Do zdarzenia doszło 30 kwietnia br. w godzinach popołudniowych przy stacji metra na terenie Dzielnicy Wola. Ze wstępnych informacji wynika, że nieznana kobieta słysząc rozmowę obywatelki Białorusi znieważyła ją używając obraźliwych i niecenzuralnych słów nawiązujące do jej pochodzenia i z tego samego powodu naruszyła jej nietykalność cielesną szarpiąc ją za ubranie i włosy oraz napluła jej w twarz. Zaraz po tym kobieta oddaliła się z miejsca. Następnego dnia pokrzywdzona przyszła do wolskiej komendy, w tej sprawie zostało przyjęte zawiadomienie o możliwości popełnienia przestępstwa.
Sprawa trafiła do policjantów zajmujących się zwalczaniem przestępczości przeciwko życiu i zdrowiu. Funkcjonariusze zabezpieczyli zapisy z kamer monitoringu oraz nagranie ze zdarzenia, które było w sieci. Były one wnikliwie przeanalizowane, chodziło o ustalenie okoliczności zdarzenia jak i tożsamości sprawcy znieważenia.
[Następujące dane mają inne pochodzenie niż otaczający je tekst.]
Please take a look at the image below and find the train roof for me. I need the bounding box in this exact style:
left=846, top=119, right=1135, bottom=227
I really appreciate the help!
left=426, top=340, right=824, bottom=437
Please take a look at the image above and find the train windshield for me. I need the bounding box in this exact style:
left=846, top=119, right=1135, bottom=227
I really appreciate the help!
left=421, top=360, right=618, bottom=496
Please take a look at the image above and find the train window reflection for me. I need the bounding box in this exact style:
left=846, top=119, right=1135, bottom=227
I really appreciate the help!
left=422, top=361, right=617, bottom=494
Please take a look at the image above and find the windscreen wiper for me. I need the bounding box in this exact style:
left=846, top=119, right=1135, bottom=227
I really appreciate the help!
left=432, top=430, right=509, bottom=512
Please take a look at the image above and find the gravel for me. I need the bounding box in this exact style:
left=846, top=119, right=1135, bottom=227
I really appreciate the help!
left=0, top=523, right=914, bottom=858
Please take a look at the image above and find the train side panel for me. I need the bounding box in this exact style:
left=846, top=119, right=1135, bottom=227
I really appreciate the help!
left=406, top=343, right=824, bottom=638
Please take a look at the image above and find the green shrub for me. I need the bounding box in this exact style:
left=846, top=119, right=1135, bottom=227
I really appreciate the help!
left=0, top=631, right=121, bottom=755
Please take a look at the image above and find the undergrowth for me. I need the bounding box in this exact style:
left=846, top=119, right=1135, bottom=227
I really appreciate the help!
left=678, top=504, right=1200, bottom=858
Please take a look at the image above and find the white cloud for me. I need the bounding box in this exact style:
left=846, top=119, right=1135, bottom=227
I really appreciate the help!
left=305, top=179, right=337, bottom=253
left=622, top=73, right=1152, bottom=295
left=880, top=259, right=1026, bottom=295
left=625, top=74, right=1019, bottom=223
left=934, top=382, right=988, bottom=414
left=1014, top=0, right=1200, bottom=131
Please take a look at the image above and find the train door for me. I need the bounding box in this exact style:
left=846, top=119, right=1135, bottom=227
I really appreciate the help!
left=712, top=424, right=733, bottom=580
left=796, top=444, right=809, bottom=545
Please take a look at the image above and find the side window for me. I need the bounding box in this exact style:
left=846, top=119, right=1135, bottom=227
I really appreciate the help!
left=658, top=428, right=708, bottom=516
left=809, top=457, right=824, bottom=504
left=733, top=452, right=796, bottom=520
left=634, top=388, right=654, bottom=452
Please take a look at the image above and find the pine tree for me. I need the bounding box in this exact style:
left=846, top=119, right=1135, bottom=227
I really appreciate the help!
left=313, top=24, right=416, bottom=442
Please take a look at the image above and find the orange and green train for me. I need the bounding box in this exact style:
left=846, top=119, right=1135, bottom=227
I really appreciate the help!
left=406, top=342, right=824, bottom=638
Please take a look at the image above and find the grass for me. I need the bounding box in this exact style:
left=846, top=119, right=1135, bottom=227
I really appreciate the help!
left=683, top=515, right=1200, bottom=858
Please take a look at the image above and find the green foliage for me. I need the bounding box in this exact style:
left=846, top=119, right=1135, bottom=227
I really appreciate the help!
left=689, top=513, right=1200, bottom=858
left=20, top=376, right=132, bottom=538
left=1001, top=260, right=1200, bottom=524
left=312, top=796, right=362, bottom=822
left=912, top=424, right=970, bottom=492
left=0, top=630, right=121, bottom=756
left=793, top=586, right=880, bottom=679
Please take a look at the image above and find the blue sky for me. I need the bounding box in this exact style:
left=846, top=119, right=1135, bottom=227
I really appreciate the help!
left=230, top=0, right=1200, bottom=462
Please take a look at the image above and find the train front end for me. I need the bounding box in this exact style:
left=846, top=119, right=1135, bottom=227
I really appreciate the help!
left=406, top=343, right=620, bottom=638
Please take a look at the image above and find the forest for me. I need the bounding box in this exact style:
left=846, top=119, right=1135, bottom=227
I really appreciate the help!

Policjanci z Woli we współpracy z funkcjonariuszami z Komisariatu Policji na Bemowie ustalili, że kobieta prawdopodobnie przebywa na terenie warszawskiego Bemowa. We wtorek (7.05.24r.) 34-latka została zatrzymana i doprowadzona do policyjnego aresztu. Po zgromadzeniu materiału dowodowego podejrzana usłyszała zarzut karny dotyczący znieważenia osoby i naruszenia nietykalności cielesnej z powodu jej przynależności narodowościowej o charakterze chuligańskim. Za to przestępstwo grozi kara do 3 lat pozbawienia wolności.